Entre le week-end passé, l’Ascension et celui-ci, la Pentecôte, mai a montré toute l’étendue de sa diversité. De « Maivrier », il y a 7 jours, nous voilà déjà quasiment au plein été. Des 7° bien comptés, il y a une semaine, nous voilà maintenant en train de flirter avec la barre des 30°. Si tous les goûts sont dans la nature, force est de reconnaitre que la météo de ce week-end est clairement plus propice à la pratique du VTT.
Et du coup, pour profiter de cette (très) belle journée, nous avons mis à notre programme un autre grand classique printanier de la rive droite, Niwenalp. L’ascension, à partir de la plaine du Rhône jusqu’à la plus célèbre des fontaines d’alpage de l’adret valaisan, demande évidemment quelques watts. Mais, ensuite, la multitude de chemins « bikables » que recèle ce formidable versant récompense pleinement l’effort à fournir pour avaler les premiers 1’600 mètres de dénivelé de notre saison.
1'969 mètres pour rencontré le premier névé de la journée.

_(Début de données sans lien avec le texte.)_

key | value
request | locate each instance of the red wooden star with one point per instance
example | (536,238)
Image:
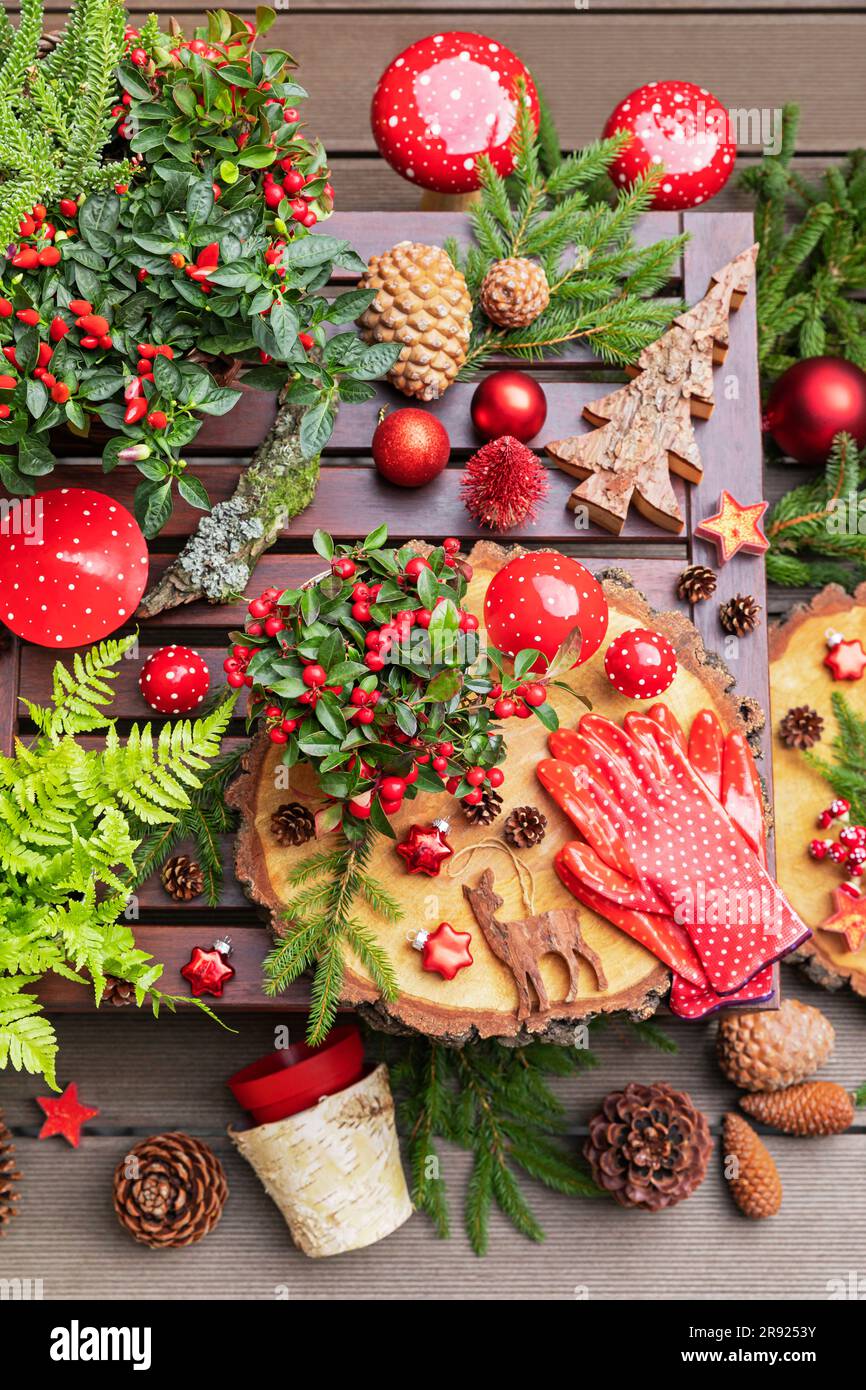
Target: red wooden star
(426,848)
(847,660)
(848,919)
(446,951)
(734,527)
(66,1115)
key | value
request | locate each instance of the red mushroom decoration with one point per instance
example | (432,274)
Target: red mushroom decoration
(72,567)
(444,102)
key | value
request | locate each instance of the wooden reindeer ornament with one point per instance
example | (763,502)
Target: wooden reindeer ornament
(521,944)
(645,427)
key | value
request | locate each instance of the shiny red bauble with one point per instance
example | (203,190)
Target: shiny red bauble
(444,102)
(174,680)
(812,402)
(641,663)
(410,446)
(509,403)
(72,566)
(538,599)
(680,128)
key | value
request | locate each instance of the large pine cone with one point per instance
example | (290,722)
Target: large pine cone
(515,292)
(648,1146)
(421,300)
(170,1190)
(769,1050)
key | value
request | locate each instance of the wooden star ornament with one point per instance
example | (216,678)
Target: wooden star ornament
(848,919)
(66,1115)
(736,527)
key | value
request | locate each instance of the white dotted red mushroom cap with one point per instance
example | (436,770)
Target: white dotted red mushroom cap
(681,128)
(72,567)
(444,102)
(538,599)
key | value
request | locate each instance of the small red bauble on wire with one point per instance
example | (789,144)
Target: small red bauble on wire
(509,402)
(680,128)
(445,951)
(812,402)
(410,446)
(174,680)
(72,567)
(209,970)
(538,599)
(503,484)
(641,663)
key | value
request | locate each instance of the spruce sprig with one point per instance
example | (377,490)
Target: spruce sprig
(495,1102)
(599,278)
(321,926)
(815,530)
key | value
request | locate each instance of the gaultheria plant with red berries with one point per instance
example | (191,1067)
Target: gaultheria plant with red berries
(138,306)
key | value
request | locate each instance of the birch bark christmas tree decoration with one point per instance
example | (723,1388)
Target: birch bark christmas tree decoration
(645,427)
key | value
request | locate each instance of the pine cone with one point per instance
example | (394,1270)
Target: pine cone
(809,1108)
(751,1173)
(118,991)
(697,583)
(487,809)
(769,1050)
(526,826)
(170,1190)
(648,1146)
(515,292)
(740,615)
(182,877)
(9,1176)
(801,727)
(420,300)
(292,824)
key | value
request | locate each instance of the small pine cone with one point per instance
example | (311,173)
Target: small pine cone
(170,1190)
(182,879)
(292,824)
(773,1048)
(9,1178)
(648,1146)
(515,292)
(749,1171)
(487,809)
(697,583)
(801,727)
(740,615)
(526,826)
(118,991)
(809,1108)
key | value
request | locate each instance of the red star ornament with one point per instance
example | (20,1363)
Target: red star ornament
(426,848)
(850,918)
(847,659)
(66,1115)
(445,951)
(736,527)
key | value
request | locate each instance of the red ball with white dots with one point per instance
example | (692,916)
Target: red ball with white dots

Malgré ses sautes d'humeur « Maivrier » a finalement bien travaillé.
Si la fontaine d'alpage la plus célèbre de l'adret valaisan n'est pas encore achalandée en boisson, le panorama offert par l'alpage de Niwenalp reste toujours aussi éblouissant.
Une fois n'est pas coutume, aujourd'hui, nous empruntons le tronçon Fäsilalpu-Niwenalp dans sa version Ouest-Est.
Cela reste un « vrai » chemin à VTT, mais ses difficultés ne sont plus là où on croyait.
Tout ce qui roulait grâce à la gravité ...
... doit être escaladé.
Pour autant, tout ce qui était horizontal dans le sens Est-Ouest, le reste évidemment, dans le sens opposé.
L'entrée devient la sortie...
... et l'amuse-bouche (en forme de lacets serrés), un dessert fleuri.
Même s'il n'a pas encore vu le passage de ses « shapers », après l'hiver, le tortillard de Fäsilalpu, reste un met de choix à enquiller.
Même les bêtes à cornes les plus rustiques aiment les caresses. Ou alors, les gourmandises pour bovidés ?
Le premier des cinq portiques/chicanes qui garnissent le chemin à flanc, entre Bräntschen et Engersch.
La « Erschmatt Highway » : toujours aussi gratifiante, mais aussi, de plus en plus « marteau-piquante »
Quelques part dans la banlieue Est d'Erschmatt : le petit détour qui va bien ...
... pour serrer un peu les fesses.
... et remettre le pilotage au centre du débat.
Parler ici d'un versant ardoisé est un peu un euphémisme.